Die Studie nennt aus Maklersicht auch die Top-Anbieter, allerdings nur in zwei der fünf bAV- Durchführungswege. Bei der Direktversicherung ist es unangefochten die Allianz, gefolgt von Canada Life und Alte Leipziger, bei der U-Kasse ebenfalls die Allianz vor Canada Life und Nürnberger. Die Studie kann hier für 2.677,50 Euro inklusive Mehrwertsteuer bezogen werden.

Auf rund 250 Seiten gibt es praktisch gar keine Informationen zur Stagnation der bAV insgesamt, die jedoch unübersehbar ist (procontra berichtete). Insbesondere beim Sozialpartnermodell ist in 18 Monaten bisher kein einziger Tarifvertrag zustande gekommen (procontra berichtete).

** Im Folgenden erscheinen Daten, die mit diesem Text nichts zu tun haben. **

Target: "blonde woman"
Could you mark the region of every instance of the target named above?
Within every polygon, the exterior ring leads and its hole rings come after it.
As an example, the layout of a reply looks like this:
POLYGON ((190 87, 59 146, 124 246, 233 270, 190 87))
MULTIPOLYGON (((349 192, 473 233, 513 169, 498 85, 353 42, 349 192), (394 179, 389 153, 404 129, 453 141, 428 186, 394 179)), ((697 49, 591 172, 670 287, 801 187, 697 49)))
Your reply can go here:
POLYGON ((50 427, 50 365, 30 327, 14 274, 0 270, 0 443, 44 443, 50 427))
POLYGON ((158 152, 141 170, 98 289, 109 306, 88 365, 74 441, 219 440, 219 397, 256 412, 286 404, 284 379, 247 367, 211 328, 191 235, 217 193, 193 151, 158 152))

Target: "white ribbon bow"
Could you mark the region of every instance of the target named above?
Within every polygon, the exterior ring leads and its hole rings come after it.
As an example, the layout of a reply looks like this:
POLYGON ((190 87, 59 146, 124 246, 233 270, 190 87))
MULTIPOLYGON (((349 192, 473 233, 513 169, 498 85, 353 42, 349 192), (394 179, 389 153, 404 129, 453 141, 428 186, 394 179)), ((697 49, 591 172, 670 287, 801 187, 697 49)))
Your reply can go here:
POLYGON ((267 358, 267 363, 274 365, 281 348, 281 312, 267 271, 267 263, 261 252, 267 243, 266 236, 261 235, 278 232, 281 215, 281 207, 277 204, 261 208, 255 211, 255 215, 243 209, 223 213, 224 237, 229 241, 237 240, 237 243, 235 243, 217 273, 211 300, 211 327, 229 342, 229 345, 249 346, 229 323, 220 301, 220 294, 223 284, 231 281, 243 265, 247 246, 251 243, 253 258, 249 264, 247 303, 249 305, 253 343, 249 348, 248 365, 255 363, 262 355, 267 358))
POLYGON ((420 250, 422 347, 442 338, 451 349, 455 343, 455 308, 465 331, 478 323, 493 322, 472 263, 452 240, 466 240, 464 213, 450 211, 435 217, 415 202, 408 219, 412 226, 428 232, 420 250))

Klartext sprach dazu Fabian von Löbbecke, Vorstandsvorsitzender von HDI Pensionsmanagement, auf dem HDI-bAV-Expertenforum Anfang Juni in Köln. Nach den Erleichterungen beim bAV-Riester bedürfe es nun der Abschaffung der Doppelverbeitragung für die gesamte bAV (procontra berichtete).

Riester-Förderung in Direktversicherung

Apropos Riester: Seit Jahresbeginn bietet der HDI die verbesserten Tarife „Two Trust Selekt“ und „Two Trust Kompakt“ in der Direktversicherung an, bei denen die Entgeltumwandlung sowohl nach Paragraf 10 a EStG als auch nach Paragraf 3 Nummer 63 EStG in einem einzigen Vertrag förderfähig ist (procontra berichtete).

Bisher ging durch die getrennte Förderung viel Geld verloren. „Für einen Berufsanfänger summierte sich dies konservativ geschätzt bis zum Rentenalter auf über 17.000 Euro“, sagte von Löbbecke. Anders als andere bAV-Produkte seien mit Riester nicht nur alle sozialversicherungs-pflichtig Beschäftigten förderbar, sondern auch „Störfälle“ wie Arbeitslose, Langzeiterkrankte, Beschäftigte in Elternzeit oder Jobwechsler, wo die Verträge häufig nur noch beitragsfrei gestellt werden konnten.